2. Bölüm Şaşkınlık!

48 1 0
                                    

Ölüm genç kıza göre basitti, kan pompalayan bir organın durması, soluk borusunda kalmasıydı son nefesin.

Her bir hücre oksijen için çığlık atarken artık o çığlıkların bir bir susmasıydı.

Ellerin ve ayakların son bir umutla çırpınıp o umudunda boş kalmasıyla tükenmesiydi hareketlerin. İşte bu kadar basitti. Tâ ki şimdiye kadar.

Belki yüzlerce ölüm görmüştü 21 yıllık hayatında. Umrunda olmadan yitip giden yüzlerce hayat.

Ellerine suyla arınan yüzlercesinin kanı bulaşmıştı. Şimdi ise o berraklığın dahi silemeyeceği bir kan bulaşmıştı ellerine. Dostunun kanı!
Ama hiçbiri bu kadar ağır olmamıştı. Bu kadar acı...
Ve hiçbirinde yüreği böyle çarpmamış, böyle bir boşluk hissetmemişti.

Boşlukta süzülüyor, hiçbirşeyi algılamıyordu. Hazan yellerinin esmesiyle dalından kopup boşlukta süzülen bir yaprağa benziyordu. En ufak bir rüzgarda bile sarsılıp, yerinden oynayacak bir yaprak.

Geceleri, şehri ışıl ışıl görebileceği 31. kattaki dairesinin yatağında çarşaflarına sarılı haldeyken bunları düşünüyordu genç kız.

Can dostunu o karanlık ormanda kanlar içinde göreli 1 ay olmuştu.
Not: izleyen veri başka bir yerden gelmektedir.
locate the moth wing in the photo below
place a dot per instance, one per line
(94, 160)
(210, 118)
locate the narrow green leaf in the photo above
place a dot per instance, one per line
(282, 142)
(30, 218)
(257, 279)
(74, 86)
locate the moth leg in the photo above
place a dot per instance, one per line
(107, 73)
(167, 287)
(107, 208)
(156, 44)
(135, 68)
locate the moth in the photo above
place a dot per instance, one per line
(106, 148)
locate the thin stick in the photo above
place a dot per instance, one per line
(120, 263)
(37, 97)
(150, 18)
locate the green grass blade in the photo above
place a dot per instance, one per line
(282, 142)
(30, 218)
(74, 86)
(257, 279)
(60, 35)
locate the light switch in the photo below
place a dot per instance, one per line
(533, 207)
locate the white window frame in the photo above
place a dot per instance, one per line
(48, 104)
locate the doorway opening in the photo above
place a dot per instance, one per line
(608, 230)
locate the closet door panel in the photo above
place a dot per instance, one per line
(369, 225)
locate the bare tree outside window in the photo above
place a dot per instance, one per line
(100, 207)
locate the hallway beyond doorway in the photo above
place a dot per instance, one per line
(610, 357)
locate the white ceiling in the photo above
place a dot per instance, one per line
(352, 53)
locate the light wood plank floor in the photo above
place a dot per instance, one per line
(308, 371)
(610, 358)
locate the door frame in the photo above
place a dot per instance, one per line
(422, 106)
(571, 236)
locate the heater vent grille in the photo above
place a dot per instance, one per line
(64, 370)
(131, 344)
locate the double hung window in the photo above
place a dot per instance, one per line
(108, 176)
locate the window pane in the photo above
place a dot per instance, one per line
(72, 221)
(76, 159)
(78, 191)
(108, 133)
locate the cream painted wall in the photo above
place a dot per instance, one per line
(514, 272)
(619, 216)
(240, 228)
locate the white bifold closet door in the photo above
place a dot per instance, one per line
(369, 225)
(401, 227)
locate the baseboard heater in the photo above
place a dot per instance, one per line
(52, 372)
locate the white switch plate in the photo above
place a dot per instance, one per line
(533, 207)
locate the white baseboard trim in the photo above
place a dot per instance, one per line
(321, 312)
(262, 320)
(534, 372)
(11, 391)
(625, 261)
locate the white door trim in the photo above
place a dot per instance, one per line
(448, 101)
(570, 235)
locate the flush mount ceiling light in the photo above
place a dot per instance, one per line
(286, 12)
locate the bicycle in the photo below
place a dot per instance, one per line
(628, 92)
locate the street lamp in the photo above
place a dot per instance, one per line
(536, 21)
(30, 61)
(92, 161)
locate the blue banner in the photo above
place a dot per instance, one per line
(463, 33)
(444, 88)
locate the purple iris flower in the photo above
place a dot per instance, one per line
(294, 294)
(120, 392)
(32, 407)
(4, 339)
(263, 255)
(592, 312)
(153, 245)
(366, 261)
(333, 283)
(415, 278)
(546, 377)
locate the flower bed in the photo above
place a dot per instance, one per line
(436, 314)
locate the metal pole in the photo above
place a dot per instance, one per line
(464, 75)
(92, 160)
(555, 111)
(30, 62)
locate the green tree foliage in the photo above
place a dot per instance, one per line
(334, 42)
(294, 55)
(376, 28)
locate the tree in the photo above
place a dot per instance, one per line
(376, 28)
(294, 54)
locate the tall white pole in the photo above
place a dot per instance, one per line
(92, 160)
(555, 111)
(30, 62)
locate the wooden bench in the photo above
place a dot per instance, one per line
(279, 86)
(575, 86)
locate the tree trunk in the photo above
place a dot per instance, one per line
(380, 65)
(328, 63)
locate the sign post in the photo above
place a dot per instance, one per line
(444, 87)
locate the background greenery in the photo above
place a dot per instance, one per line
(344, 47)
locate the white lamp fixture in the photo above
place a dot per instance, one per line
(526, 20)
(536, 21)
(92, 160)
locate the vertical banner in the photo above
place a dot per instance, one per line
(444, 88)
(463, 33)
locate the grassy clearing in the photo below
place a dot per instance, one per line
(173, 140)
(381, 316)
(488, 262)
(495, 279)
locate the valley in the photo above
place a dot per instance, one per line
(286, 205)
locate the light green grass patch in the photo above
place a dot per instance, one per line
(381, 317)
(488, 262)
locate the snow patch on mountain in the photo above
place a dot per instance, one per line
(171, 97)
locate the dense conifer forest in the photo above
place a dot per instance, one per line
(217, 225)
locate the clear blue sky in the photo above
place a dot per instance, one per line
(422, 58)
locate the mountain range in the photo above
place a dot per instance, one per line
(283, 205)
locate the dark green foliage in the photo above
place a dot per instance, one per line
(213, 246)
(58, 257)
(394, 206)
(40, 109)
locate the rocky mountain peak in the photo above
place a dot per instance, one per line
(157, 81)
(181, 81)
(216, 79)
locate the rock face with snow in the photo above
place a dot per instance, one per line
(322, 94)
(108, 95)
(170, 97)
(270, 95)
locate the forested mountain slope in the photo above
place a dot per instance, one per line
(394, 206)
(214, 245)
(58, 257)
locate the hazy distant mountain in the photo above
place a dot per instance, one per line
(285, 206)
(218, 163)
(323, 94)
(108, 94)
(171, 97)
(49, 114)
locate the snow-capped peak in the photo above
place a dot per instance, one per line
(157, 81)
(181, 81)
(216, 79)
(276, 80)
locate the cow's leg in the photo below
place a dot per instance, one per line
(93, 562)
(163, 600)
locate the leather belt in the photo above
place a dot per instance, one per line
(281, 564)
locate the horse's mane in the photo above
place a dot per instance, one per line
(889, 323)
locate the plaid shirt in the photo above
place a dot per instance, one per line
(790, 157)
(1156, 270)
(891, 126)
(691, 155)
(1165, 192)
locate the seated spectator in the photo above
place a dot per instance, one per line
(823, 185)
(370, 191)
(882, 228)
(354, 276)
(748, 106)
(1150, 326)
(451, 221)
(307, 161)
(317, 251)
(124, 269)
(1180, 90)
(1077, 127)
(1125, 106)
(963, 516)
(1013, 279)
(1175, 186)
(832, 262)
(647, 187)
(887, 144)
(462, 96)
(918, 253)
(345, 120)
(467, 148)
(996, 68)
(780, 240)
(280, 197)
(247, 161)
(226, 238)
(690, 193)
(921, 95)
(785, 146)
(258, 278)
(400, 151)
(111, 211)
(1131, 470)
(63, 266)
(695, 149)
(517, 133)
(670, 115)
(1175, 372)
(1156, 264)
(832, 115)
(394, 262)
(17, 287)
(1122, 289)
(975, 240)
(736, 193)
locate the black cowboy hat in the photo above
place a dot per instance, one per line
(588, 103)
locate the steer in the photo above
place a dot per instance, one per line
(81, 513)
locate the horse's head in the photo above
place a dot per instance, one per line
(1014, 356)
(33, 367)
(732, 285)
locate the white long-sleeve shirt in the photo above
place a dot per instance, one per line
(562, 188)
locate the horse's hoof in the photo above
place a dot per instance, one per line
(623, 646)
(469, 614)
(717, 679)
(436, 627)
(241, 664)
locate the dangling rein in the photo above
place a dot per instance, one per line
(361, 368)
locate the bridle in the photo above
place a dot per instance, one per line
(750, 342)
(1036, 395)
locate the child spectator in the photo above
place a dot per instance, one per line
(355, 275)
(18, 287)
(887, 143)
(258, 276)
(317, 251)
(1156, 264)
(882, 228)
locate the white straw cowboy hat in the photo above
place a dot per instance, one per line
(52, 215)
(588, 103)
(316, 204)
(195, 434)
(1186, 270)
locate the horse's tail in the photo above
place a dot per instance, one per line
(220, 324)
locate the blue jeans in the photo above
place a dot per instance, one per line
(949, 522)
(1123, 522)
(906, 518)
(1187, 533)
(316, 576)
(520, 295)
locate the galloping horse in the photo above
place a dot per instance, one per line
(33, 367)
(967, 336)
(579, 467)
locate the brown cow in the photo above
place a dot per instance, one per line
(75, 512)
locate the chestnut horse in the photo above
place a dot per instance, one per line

Saçma sapan esprilerini duymayalı, dostunun o cırtlak sesiyle attığı kahkahalarını duymayalı koskoca bir ay olmuştu.

Bazen kapısından sapsarı kıvırcık bir kafanın uzanacağını düşünüp kapıya umutla bakıyor, O sarı kafanın bir bardak suyla uyandırdığı günleri bile özlüyordu. Vanessa'nın yokluğuna alışmak çok zordu.

Bu bir aydır doğru dürüst konuşmuyor, yatağından zaruri ihtiyaçlar dışında çıkmıyordu.

Arkadaşları ise bu haline karışmıyor, yası için izin veriyorlardı genç kıza. Gerçi yakında kapısına dayanacaklarından da emindi. Fazla bile dayanmışlardı.

Artık toparlanması gerekti. Hem patronu Bercilak'ın verdiği sürede bir aydı ve hafta başında yani iki gün sonra iş başı yapması gerekiyordu.

İşi bir nevi dedektiflikle polislik arasındaydı. Xallochları bulup yok ediyordu. Ve burda, kendisini evine kapatmışken dışardaki kaos da hâlâ devam ediyordu.

Kendisinin yok etmediği her Xalloch,. masumları avlamaya devam ediyordu. Durdurulmadıkça da devam edeceklerdi.

"Xallochlar..." diye düşündü rahatsızca kıpırdanırken. "Kahrolası iğrenç yaratıklar!"

Xallochlar bir lanet gibi dünyanın üzerine çökmüşlerdi. Dur durak bilmeyen yıkım ekibi gibi dünyanın dört bir yanında her saniye bir cinayet işliyorlardı. Dış görünüşleri insanlara çok benziyordu. Hatta auralarını okuyamayan çoğu kişi bir insandan ayırt edemezdi zaten. Tâ ki Xallochlar avlarına saldırana kadar. İşte o zaman gerçek görüntülerini saklayamıyorlardı.

Yarım saat daha rahatsız düşünceleriyle boğuşurken kapısından gelen zil sesiyle arkadaşlarını ne kadarda iyi tanıdığını düşündü. Dudağında günler sonra gelen minik bir tebessümle birlikte.

Eh! Caroline olmayacağına göre kapıdakiler arkadaşlarıydı büyük ihtimalle.

  "Şımarık Caroline..." diye düşünürken çatılan kaşlarına engel olamadı. O küçük yosma akraba diyebileceği tek insandı malesef. Öz annesinden yıllardır haberi yoktu. Üvey Annesini ve babasını ise geçirdikleri trafik kazasında kaybetmiş bir tek akraba olarak üvey kardeşi Caroline kalmıştı. Başının belası Caroline.

Düşüncelerinde bile rahat yüzü vermeyen Caroline'ı beyninin en karanlık dehlizindeki mahzenine gönderip kilidi üzerine vururken, ard arda basılan zil sesiyle kapıyı açmak için ilerledi. Kapıyı açtığında ise şaşkınlığına engel olamadı!